As COVID restrictions recede, a UCLA senior begins to comprehend what she has lost. By Sydney Lester.
At the beginning of March 2020, I was finishing up a phone interview for a university program that sends college students to other countries to teach English.
“Have you heard of coronavirus? Is this something that might make you hesitate to travel?”
Not at all, I said confidently. Crises were for faraway places. The business of morning newscasters and doomsday preppers.
By the end of that month, I was not so confident—at least not about travel. Lockdown had commenced, and there loomed some dread of catching COVID. But I remained naively optimistic. An extended Spring break? Can’t complain about that.
The realization that the pandemic would not just impact but define this era of most people’s lives did not truly hit me until I was back home in the suburbs of Los Angeles, sitting in my childhood bedroom the night before Fall quarter was set to begin—online. A part of me had clung to the hope that newscasters had exaggerated the severity of the crisis for fear of COVID actually taking a turn for the worst. Since long before the pandemic, they’d been telling us that civil war was nigh, California was overdue for the big one, and to look out for nukes from North Korea—but so far, so good.
But COVID, as it turned out, was more tangible—and imminent. Now was time to abandon expectations and adjust to a new normal. A normal that includes death counts, chronic loneliness, and a lot of takeout.
Almost three years later, I am a rising senior in college. I never did participate in that program I had interviewed for, and I have attended exactly one fully in-person class since March of 2020. Several professors for hybrid-style classes that I’ve taken recently stopped offering in-person lectures because so few students would show up. I’ll admit I have woken up, joined a Zoom class to get participation credit, turned my camera off, and immediately fallen back asleep—more than once. Later I would listen to the recording.
The majority of the memories I have from the second half of my freshman year, the entirety of my sophomore year, and much of my junior year are pixelated and nondescript, largely consisting of me staring at screens until my vision went blurry, losing my mind a little because two years deep into this people still forget to mute themselves, and checking the news for updates on COVID, climate change, the ever-volatile state of American politics, and/or the end of the world.
Looking back at my college experiences, I feel a sense of loss that I did not experience at the time.
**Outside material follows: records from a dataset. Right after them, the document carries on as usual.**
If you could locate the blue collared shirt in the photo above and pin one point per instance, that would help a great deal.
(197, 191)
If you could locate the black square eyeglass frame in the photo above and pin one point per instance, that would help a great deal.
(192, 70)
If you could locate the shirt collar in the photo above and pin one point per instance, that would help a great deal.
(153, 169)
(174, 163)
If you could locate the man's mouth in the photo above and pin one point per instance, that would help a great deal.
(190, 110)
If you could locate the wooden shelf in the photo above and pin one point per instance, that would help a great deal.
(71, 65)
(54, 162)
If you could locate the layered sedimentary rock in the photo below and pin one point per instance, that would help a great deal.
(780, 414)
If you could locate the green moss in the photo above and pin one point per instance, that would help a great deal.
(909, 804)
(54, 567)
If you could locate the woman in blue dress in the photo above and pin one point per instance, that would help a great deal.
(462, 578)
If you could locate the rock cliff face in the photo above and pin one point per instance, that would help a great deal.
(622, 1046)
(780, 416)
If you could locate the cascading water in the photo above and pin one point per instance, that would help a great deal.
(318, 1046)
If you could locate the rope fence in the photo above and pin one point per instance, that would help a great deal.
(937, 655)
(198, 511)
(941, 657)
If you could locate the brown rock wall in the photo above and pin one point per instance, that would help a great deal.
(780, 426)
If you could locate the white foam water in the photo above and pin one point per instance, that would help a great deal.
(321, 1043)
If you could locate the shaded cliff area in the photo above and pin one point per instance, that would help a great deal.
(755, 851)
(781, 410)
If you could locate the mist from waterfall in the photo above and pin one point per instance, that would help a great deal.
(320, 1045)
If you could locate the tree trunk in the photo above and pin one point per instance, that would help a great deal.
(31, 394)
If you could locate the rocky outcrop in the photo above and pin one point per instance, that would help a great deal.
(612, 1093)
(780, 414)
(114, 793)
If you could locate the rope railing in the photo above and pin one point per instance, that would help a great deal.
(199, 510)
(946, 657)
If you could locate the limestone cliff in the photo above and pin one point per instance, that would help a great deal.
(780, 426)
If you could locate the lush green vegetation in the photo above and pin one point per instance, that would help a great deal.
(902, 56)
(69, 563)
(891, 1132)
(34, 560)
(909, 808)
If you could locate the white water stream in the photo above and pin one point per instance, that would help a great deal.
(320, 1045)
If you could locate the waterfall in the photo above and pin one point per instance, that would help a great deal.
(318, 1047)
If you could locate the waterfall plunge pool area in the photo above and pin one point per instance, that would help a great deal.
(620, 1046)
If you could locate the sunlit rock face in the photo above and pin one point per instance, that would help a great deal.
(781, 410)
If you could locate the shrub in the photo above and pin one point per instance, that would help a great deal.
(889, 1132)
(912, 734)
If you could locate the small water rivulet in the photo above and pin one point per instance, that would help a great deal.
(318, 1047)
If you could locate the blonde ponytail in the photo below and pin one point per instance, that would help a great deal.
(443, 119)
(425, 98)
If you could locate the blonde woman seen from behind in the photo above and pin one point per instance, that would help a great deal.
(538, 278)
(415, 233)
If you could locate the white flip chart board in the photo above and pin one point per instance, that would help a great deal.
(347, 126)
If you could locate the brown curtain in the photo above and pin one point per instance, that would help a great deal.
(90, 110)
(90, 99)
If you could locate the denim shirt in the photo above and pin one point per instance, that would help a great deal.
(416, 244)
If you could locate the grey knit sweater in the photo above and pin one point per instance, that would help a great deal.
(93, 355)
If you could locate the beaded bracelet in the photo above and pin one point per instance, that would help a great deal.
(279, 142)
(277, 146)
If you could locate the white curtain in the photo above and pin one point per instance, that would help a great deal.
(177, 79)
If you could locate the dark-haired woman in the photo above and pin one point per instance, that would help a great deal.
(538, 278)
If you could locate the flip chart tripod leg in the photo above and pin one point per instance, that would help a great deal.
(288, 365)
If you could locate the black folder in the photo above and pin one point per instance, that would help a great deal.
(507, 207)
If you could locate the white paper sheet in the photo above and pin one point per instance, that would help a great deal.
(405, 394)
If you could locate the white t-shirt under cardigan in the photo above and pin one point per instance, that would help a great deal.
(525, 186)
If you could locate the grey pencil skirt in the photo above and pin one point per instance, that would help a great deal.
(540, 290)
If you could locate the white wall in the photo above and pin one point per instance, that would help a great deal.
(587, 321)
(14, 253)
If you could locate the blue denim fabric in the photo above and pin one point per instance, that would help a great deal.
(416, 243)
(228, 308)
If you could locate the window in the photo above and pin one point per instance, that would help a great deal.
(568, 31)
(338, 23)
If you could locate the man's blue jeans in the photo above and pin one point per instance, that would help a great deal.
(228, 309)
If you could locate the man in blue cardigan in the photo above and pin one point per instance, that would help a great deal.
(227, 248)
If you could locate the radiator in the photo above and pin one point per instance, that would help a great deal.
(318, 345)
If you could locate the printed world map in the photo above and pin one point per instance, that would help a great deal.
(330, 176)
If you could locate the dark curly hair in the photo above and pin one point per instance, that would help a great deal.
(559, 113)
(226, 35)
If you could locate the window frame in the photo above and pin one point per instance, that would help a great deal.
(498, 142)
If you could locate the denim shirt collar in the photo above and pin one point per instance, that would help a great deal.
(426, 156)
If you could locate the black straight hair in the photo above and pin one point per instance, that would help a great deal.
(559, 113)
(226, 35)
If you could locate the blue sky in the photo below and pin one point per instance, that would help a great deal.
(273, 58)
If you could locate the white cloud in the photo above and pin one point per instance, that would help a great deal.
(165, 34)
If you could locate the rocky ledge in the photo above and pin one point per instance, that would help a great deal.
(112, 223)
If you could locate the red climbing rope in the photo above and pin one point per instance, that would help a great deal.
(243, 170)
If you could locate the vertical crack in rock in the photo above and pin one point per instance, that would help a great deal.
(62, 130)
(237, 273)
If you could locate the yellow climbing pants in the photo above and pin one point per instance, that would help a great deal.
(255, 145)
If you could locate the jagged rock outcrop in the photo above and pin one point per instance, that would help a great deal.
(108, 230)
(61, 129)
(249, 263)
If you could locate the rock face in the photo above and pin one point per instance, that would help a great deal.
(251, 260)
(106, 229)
It was impossible to follow The New York Times daily COVID tracker without feeling fortunate. An awareness of my good fortune was also reinforced by my employment during the pandemic at a teen residential treatment facility, a temporary home to adolescents whose fragile senses of security were often shattered by the increase of stress and isolation. Here, it became clear to me that even without exposure to the virus, the impacts of COVID had the potential to be life-threatening, and that the indirect loss of life to the pandemic is likely beyond quantification. One of the most frightening symptoms of the pandemic is our growing numbness to the still-rising number of lives COVID has taken prematurely.
During those gray years, my academics actually improved (thanks, I suppose, to all my newfound free time). I was never furloughed from my job. And nobody close to me died. Nevertheless, a part of me is saddened, and I often wonder what might have been had the world not been reduced to my hometown and a cast of two-dimensional characters during what was supposed to be my triumphant coming-of-age arc.
I worry the experience altered the way I connect with others, and that it must have been apparent during my recent debut in the professional world that masks and computer screens have become a social safety net for me. At times, in-person interaction feels incredibly vulnerable, and I almost miss being able to disappear by turning my camera off.
I fear my sense of optimism has been tempered by the feeling that I should be preparing for worst-case scenarios, that life will always be marked with instability. I never lived in a fantasy world. From high school English class, I knew all about the chronic disillusionment that plagues America (thank you, Death of a Salesman). But this feels different. The society-wide wave of exhaustion and pessimism has left me, in some ways, divorced, 45-years old, and working a dead-end job at the age of 21.
Still, being a college student during COVID was not a tragedy. Nor was it a hardship that will define my life. It was a tough time to transition into adulthood—both scary and boring—but it also presented unexpected opportunities for connection and growth. The impact is also lessening with the passage of time. My most recent quarter at UCLA reminded me that the new normal was preceded by an old one.
COVID will undoubtably leave a lasting impression, for better or for worse. Yet, if anything was accomplished during the pandemic, my peers and I have proven our capacity to adapt and persevere through uncertain and frightening circumstances. And while hard earned, these traits will serve us well.